Since her Maryland offer in sixth grade, Fudd has drawn the attention of all of the nation's top college programs. UConn's Geno Auriemma was at the first workout college coaches could attend during Azzi's freshman year, which set the tone for perhaps the highest-stakes women's basketball recruitment of this decade. Scribner said the best way to sum up her recruitment is to identify the top-10 programs in the country, and that list is her top-10 schools.

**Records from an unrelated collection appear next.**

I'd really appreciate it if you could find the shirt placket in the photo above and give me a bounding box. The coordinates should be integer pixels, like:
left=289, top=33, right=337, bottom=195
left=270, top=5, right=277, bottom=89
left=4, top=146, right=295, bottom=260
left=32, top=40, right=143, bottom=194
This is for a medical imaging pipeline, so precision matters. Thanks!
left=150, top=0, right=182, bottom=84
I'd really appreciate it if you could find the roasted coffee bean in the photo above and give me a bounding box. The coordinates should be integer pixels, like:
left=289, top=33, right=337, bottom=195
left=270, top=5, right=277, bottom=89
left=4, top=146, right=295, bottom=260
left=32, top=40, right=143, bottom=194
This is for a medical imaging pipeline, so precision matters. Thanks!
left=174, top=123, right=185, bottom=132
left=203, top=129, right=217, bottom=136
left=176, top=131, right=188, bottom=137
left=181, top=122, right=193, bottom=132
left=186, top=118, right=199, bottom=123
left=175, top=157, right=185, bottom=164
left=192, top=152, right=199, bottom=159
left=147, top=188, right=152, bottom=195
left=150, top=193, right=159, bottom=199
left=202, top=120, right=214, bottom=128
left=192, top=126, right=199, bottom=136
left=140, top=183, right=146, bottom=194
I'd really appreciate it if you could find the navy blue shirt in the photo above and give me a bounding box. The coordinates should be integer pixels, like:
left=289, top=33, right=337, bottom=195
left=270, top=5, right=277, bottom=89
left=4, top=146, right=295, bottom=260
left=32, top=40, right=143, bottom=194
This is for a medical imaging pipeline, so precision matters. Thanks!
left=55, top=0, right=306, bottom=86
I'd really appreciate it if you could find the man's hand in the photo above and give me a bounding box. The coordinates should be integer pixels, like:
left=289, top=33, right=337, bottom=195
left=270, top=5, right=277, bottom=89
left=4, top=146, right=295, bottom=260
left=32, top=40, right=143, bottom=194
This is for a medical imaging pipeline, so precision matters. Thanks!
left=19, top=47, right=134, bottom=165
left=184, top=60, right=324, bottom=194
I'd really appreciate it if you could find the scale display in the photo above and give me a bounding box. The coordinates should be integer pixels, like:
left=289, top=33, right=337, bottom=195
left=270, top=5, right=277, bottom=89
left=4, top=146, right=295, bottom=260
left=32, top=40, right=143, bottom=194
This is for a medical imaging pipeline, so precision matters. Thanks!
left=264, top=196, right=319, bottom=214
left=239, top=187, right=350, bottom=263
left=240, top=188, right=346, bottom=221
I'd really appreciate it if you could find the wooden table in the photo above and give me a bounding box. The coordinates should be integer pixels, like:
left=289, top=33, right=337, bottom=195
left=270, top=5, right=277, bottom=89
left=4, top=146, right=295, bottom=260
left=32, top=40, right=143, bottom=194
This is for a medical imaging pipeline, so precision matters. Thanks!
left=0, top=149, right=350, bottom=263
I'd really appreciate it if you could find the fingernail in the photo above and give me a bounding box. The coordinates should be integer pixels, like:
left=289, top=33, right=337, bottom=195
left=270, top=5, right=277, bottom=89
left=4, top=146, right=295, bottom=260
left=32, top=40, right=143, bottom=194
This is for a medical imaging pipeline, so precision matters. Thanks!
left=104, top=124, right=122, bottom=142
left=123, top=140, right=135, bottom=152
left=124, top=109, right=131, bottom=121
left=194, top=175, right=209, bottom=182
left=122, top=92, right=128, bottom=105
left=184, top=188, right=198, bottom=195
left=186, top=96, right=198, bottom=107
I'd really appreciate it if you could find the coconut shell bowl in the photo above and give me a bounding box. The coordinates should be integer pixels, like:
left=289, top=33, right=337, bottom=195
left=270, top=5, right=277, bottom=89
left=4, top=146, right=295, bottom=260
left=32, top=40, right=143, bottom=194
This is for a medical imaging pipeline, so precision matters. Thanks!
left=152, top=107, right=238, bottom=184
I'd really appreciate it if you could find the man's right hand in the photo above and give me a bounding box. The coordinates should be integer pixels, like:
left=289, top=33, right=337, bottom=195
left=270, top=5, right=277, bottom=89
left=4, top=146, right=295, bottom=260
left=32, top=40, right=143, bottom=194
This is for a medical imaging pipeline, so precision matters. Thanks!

Tim Fudd jokingly asks for Maryland to be listed first because of geography, and usual suspects like UConn, Notre Dame and South Carolina are on her long list along with a handful of other prominent schools.

Tim and Katie will be co-directors of a program – GTS Fusion, named after Katie's Game Time Skills platform – on the Under Armour grassroots circuit this summer. With Under Armour attempting to shake up Nike's domination of the grassroots women's scene, it's fitting that they have the best player from founder Kevin Plank's high school – he's a 1990 St. John's graduate – as centerpiece.

"She's a huge attribute in this UA circuit," said Tim Fudd. "Because of the type of personality she has, it's really easy for you to start envisioning other things."

Azzi Fudd poses for a photo with Golden State Warriors guard Stephen Curry. (Photo credit: Cassy Athena/Under Armour)
Azzi Fudd poses for a photo with Golden State Warriors guard Stephen Curry. (Photo credit: Cassy Athena/Under Armour)

Could that lead to Azzi leaning toward an Under Armour school? Could she someday end up becoming the foil to Curry as the face of Plank's brand? That's all far away – close enough to ponder but seemingly miles away as she chats in an office at St. John’s in her gray school uniform.

Perhaps the most interesting thing about Fudd's game is that there's nothing freakish about it. She's a shade under 6-foot, can't dunk and is an above-average athlete. She's not a 6-foot-4 dynamo like former UConn star Breanna Stewart or a Zion Williamson-like rare genetic specimen. Instead, her career is shaping up on a rare trajectory because of her dedication to skill development.

It's a little bit like a certain slight shooter's career arc – a player with well-known parents, a refined shooting stroke and decent athleticism who has willed himself through precision and repetition into one of the world's best players. It's not hard to envision Fudd's career arc continuing on the same path, one rep at time.

For now, though, she’s happy inspiring girls in the Washington D.C. area the same way Curry inspires her.

"People say, 'My daughter plays basketball because she loves watching you play,'" Azzi Fudd said. "It's refreshing, almost, and makes me want to keep working and keep getting better."